柏崎市/高精細デジタルアーカイブ

わたしたちの柏崎

7 くらしを高める努力

(1)米のとれる土地をつくろう

③米のとれる土地をつくろう


昔の人は、どんなくらしをしていたのかな。
どうして藤井ぜきをつくったのかな。
000-5
 
000-9それはね、昔の人のちえと工夫、たくさんの努力があったからよ。何があったのか、いっしょに調べましょう。

 昔から柏崎の平野は、土地が低いために水はけが悪かったり、反対に水がなかったりして、田にすることができずに人々はまずしいくらしをしていました。水をめぐる争いも絶(た)えませんでした。また、鯖石川は大雨のたびに川の水があふれ出し、人々を苦しめていました。そのため、戦国(せんごく)武将(ぶしょう)である直江兼継(なおえかねつぐ)や石田三成(いしだみつなり)も「なんとかして柏崎の平野(へいや)を豊(ゆた)かな土地にしたい」と考えていたほどでした。

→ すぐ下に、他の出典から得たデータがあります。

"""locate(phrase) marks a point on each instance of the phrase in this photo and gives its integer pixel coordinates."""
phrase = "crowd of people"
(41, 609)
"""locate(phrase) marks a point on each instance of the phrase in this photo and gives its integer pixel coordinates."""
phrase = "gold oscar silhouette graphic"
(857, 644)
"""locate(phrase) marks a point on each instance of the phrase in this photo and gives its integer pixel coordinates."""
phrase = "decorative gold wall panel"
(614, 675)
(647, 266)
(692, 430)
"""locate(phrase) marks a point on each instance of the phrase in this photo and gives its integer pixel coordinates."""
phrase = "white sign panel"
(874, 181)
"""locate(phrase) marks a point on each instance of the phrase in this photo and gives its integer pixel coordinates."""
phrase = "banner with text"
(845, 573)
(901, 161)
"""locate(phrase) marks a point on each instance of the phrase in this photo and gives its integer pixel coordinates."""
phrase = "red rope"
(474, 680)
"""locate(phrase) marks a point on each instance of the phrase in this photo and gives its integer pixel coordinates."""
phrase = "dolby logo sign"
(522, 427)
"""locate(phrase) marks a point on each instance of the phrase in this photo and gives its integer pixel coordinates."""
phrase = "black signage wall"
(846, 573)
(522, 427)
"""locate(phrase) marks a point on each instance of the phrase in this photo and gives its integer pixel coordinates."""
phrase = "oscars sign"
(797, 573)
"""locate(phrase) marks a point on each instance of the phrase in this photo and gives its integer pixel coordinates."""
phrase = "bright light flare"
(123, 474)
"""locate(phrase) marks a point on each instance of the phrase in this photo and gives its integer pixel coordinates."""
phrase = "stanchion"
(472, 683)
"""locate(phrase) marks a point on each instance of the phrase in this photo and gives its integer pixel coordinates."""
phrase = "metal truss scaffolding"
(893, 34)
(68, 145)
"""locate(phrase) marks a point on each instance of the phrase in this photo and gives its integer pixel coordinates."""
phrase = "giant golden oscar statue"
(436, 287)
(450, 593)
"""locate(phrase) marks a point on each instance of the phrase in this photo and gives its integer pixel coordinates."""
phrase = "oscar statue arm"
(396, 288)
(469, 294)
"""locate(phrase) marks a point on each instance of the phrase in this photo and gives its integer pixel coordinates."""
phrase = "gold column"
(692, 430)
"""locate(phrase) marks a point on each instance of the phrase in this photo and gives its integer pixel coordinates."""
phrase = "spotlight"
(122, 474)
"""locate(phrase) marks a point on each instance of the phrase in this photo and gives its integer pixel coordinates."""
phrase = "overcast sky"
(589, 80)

 今から370年ほど前に、青山瀬兵衛(あおやませべえ)というさむらいが刈羽郡(かりわぐん)奉行(ぶぎょう)として柏崎ではたらくことになりました。
 瀬兵衛は、苦しむ人々をすくうことができないかと考えて、土地の様子や鯖石川の流れを調べて回りました。そのけっか、藤井地区にあるせきを、1kmも上流の平井地区にうつして、そこから用水路をほって水を引き、あれ地を田にする計画を立てました。
048-1
 瀬兵衛は、さっそく平井地区の人々にせきをつくることをおねがいに行きました。ところが、なかなかゆるしてもらえませんでした。せきをつくると、川の水を自由(じゆう)につかえなくなることを心配(しんぱい)したからです。しかし、「柏崎のために」と何度もお願(ねが)いに来る瀬兵衛の熱心(ねっしん)さに平井地区の人たちは心をうたれ、せきをつくることをゆるしたのでした。
000-7瀬兵衛さんは、何をしているのかな。